Things change.  Constantly.  Forever.  These past 6 weeks of my Sophomore year have been challenging.  Correction.  Every moment since the Spring semester ended has been challenging.  These past couple of months have been full of new lessons and experiences.  Take this summer for example.  This summer was the first time I lived completely on my own.  My first time grocery shopping and cooking for myself for a long period of time.  The first Birthday that I spent away from my family and friends, and completely alone.  The longest time I have ever been and felt completely alone.  It was hard.  It was the hardest summer I’ve gone through.  I enjoyed working and eventually came to love and accept the aloneness of it all, but that doesn’t mean that it wasn’t hard.  Until August, I hadn’t really seen my family since the first week of spring break in March (my time home in June sooo does not count, considering that I barely saw my parents and spent pretty much the entire time babysitting).  It was so great to see them.  All of them!  I got to finally hold my healthy baby brother and snuggle my little Lydia (who is growing up wayyyy too fast!).  I actually got to see my parents and my extended family as well.  I was home long enough for my brothers to argue with me, and take walks with Addy (who is now 11 and is getting old too).  It was so great to go to my home church and see my best friend too!  Oh and Dairy Bell.  Nuff said.

But since then, I’ve struggled to readjust to campus life.  I’m working and taking 17 credits.  I do my homework in the library, and rarely spend time in my room or am on the floor at all.  I don’t see my roommate, let alone any of my other friends.  Oh, and as I’ve mentioned a million times before, Ashlyn and Jessica graduated, so my two favorite people are no longer a part of my life.  (If you couldn’t tell, I really miss them).  Part of me misses being alone, the other half wishes that I could just relax and be around people without worrying if I’m going to get everything I need to get done, done.  I crave city adventures with people.  I want to visit coffee shops and go on Aldi runs.  I want to go and visit Jess at Doane desk again.  I want to visit Ashlyn and watch Sherlock when I’ve had a bad day.  Basically I want to rewind to last year and make it so things never changed.

There is another struggle that I’ve encountered this semester that I didn’t feel as strongly last year.  I miss my family.  A lot.  I miss my parents and siblings.  Especially the little ones like Lia, Luke, Lydia, and Ephraim.  I miss Fall in the Valley.  I miss football games, fresh apple cider, and apple doughnuts.  I miss the Bellville World’s street fair and blissful small town living.  I miss having a church that I actually feel at home at.
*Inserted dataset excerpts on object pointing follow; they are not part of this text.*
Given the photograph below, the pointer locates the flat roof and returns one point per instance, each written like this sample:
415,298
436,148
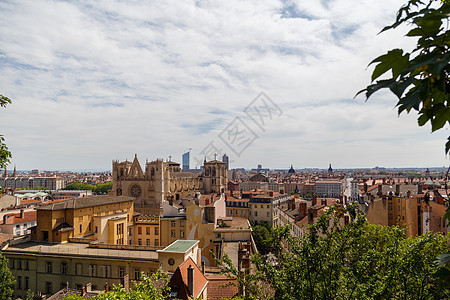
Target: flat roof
79,250
180,246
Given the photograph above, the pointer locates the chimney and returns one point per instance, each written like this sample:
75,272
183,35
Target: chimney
191,280
302,207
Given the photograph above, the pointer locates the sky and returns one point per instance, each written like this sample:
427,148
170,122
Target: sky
266,82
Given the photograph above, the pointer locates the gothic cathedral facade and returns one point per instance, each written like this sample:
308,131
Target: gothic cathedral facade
164,181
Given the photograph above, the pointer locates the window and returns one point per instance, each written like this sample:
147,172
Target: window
137,274
78,269
92,270
49,267
63,268
48,287
121,272
106,271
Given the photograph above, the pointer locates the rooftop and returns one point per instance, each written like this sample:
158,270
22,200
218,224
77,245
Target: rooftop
88,201
179,246
81,250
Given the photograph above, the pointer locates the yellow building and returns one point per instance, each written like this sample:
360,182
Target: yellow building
104,218
418,213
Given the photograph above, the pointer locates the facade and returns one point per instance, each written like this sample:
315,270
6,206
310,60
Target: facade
103,218
418,213
18,224
162,181
185,161
51,183
46,268
263,205
328,188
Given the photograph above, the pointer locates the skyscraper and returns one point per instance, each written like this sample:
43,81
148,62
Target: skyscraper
185,160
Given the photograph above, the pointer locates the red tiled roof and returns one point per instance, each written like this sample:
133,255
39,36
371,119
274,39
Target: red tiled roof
218,287
180,279
16,219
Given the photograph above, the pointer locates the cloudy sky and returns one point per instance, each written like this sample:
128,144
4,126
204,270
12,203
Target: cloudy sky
94,81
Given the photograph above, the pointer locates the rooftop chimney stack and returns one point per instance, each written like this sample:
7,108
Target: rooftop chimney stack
191,280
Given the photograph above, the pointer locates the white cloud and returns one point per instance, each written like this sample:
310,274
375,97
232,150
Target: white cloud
96,81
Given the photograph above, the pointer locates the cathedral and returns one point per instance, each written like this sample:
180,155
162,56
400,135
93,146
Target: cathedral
164,181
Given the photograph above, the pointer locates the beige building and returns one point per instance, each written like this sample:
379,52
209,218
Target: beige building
43,267
103,218
164,181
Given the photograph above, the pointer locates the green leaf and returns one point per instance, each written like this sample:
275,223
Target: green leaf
394,60
423,119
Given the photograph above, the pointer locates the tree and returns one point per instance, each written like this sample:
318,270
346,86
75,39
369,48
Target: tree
420,79
356,261
7,281
5,155
152,287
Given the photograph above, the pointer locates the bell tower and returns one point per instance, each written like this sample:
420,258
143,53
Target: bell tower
214,177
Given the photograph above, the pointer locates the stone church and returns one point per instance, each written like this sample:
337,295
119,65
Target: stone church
164,181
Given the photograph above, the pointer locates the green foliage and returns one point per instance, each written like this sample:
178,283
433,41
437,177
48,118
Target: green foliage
7,281
419,79
102,188
356,261
5,155
78,186
152,287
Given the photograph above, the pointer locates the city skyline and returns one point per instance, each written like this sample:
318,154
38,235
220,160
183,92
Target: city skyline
95,83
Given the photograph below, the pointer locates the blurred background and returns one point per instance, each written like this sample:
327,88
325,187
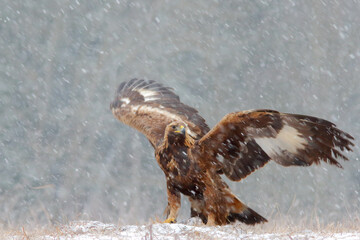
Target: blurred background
64,157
These past couple of months have been full of struggles, and honestly, it’s been hard to see God’s hand in all of this.  I feel a peace knowing that he is holding me, but at the same time it doesn’t make it any less hard at times.  I write all of this to say that I am a Christian girl that goes to the Moody Bible Institute, and I’m not perfect. (Despite what some people in my life have come to believe)  I wrestle with my faith.  I struggle with feeling alone.  I may not feel it all of the time, but I know that my Father is holding me while I struggle, and will never leave me.  Overall, the lesson I’m learning right now is basic, change is difficult, but it’s a part of life.